ECB policymakers broadly agreed to cut the current asset purchase scheme to €30 billion at the start of 2018 amid growing confidence in the gradual convergence of inflation towards the central bank's target, minutes from the ECB's October meeting showed. At the same time, there were some concerns about the open-ended nature of the asset purchase program, which could generate expectations of further extensions.

Excerpts from the Account of the monetary policy meeting of the Governing Council of the European Central Bank, held in Frankfurt am Main on Wednesday and Thursday, 25-26 October 2017:

The proposed package of measures was generally seen to be appropriate for delivering the necessary stimulus for underlying inflation pressures to build up and support headline inflation over the medium term, in particular to avoid validating inflation expectations below levels consistent with the inflation aim. At the same time, a careful and gradual recalibration was warranted in a more benign economic environment, in line with the Governing Council’s established “reaction function”, as shown on earlier occasions when the pace of the APP had been adjusted, up or down, depending on developments in the data.

Against this background, some initial preferences were expressed for a smaller overall envelope of intended APP purchases, as well as for a different monthly pace of purchases for a given intended envelope. On the one hand, it was argued that a higher monthly purchase volume from January 2018 implied a more gradual reduction in the pace of purchases, thereby limiting the risk of “cliff effects”, which could arise from too abrupt a reduction in the purchase volume.
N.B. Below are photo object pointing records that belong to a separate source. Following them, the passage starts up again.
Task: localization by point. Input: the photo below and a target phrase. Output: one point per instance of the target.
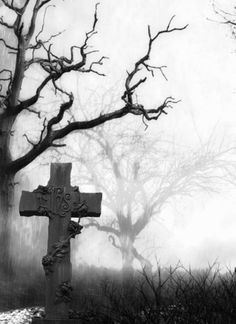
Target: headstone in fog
(60, 202)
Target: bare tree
(227, 15)
(31, 49)
(140, 175)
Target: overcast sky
(201, 71)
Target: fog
(201, 68)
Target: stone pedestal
(65, 321)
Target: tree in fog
(33, 52)
(139, 175)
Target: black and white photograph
(117, 161)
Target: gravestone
(59, 201)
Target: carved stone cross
(59, 201)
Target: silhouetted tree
(32, 50)
(139, 175)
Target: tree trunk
(6, 195)
(126, 244)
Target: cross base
(56, 321)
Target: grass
(174, 295)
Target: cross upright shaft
(59, 201)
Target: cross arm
(29, 205)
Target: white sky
(201, 72)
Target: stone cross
(59, 201)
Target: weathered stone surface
(59, 201)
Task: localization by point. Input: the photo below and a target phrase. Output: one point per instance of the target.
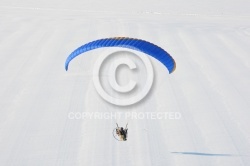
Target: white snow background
(209, 40)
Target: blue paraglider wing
(131, 43)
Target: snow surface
(209, 40)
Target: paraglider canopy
(125, 42)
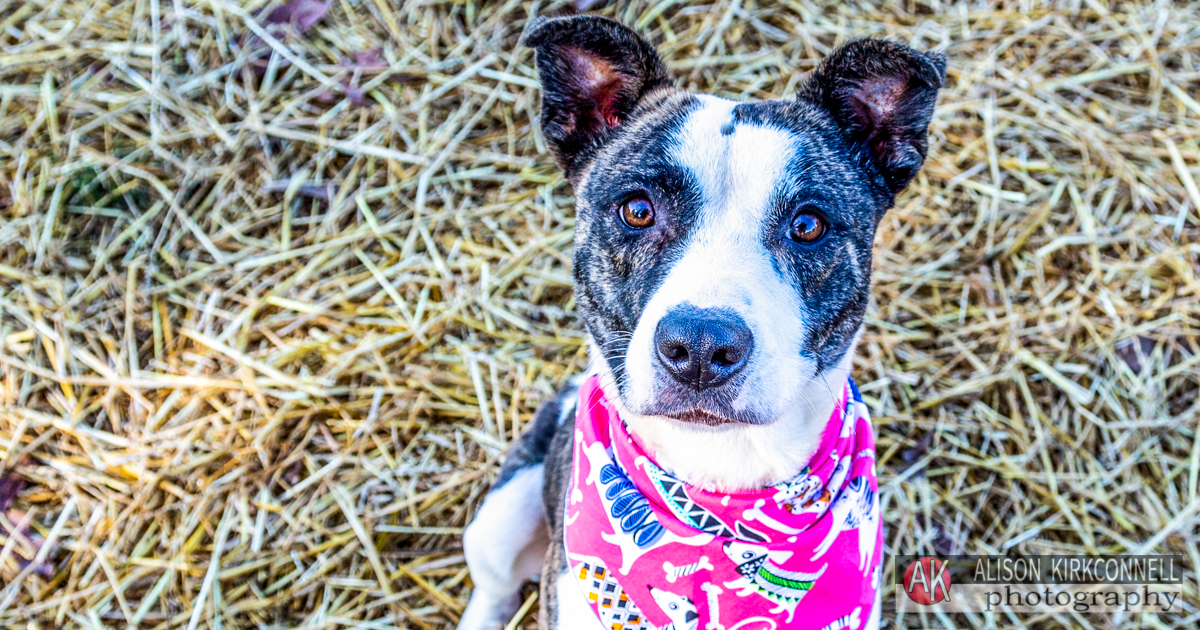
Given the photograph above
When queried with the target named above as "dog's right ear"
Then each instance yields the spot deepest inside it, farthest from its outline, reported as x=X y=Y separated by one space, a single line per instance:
x=593 y=72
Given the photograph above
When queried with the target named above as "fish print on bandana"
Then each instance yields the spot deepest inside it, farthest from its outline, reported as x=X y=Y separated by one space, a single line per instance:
x=657 y=552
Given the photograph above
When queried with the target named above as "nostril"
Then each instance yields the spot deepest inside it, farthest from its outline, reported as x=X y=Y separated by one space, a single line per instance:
x=702 y=347
x=676 y=353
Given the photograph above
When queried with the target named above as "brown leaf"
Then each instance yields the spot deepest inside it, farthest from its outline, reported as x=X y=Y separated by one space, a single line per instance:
x=301 y=15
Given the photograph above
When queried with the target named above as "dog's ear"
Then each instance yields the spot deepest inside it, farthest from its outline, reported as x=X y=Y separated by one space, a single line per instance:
x=593 y=72
x=882 y=95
On the other hand, some initial preferences were also expressed for a slower monthly pace of purchases from the start of 2018, or a declining path of purchases as of January 2018, as better suited to conducting the asset purchases over an extended horizon, or to exercising the optionality embedded in the Governing Council's forward guidance, within the agreed parameters governing APP purchases.

With regard to the dimension of optionality, different positions were put forward as to whether an open-ended state-contingent formulation remained appropriate or whether the announcement of an end date was preferable. A large majority of members supported keeping the current formulation of the Governing Council’s forward guidance on the APP in place, whereby the purchases were intended to be conducted until the end of September 2018, or beyond, if necessary, and in any case until the Governing Council saw a sustained adjustment in the path of inflation consistent with its inflation aim. Allowing the path of the APP to be adapted in a data-contingent manner and, therefore, maintaining the flexibility to react to future shocks was seen to be an integral part of the Governing Council’s established “reaction function” and consistent with previous adjustments to the programme. Given the current assessment of the inflation outlook, when more convincing evidence of price pressures had yet to be observed in the data and uncertainties still prevailed, it was seen as more prudent to keep the flexibility to extend the programme further, if necessary.

Therefore, retaining the open-endedness of the APP underscored the Governing Council’s steadfast commitment to preserve the degree of accommodation needed for inflation to return towards levels that were below, but close to, 2%. It was cautioned that any doubt about the Governing Council’s price stability commitment could entrench inflation expectations at low levels. Together with a lower equilibrium real interest rate, this could hamper the Governing Council’s capacity to respond to future shocks. In addition, the announcement of an end date could induce market participants to frontload possible price adjustments, which might lead to an undue tightening in financial conditions.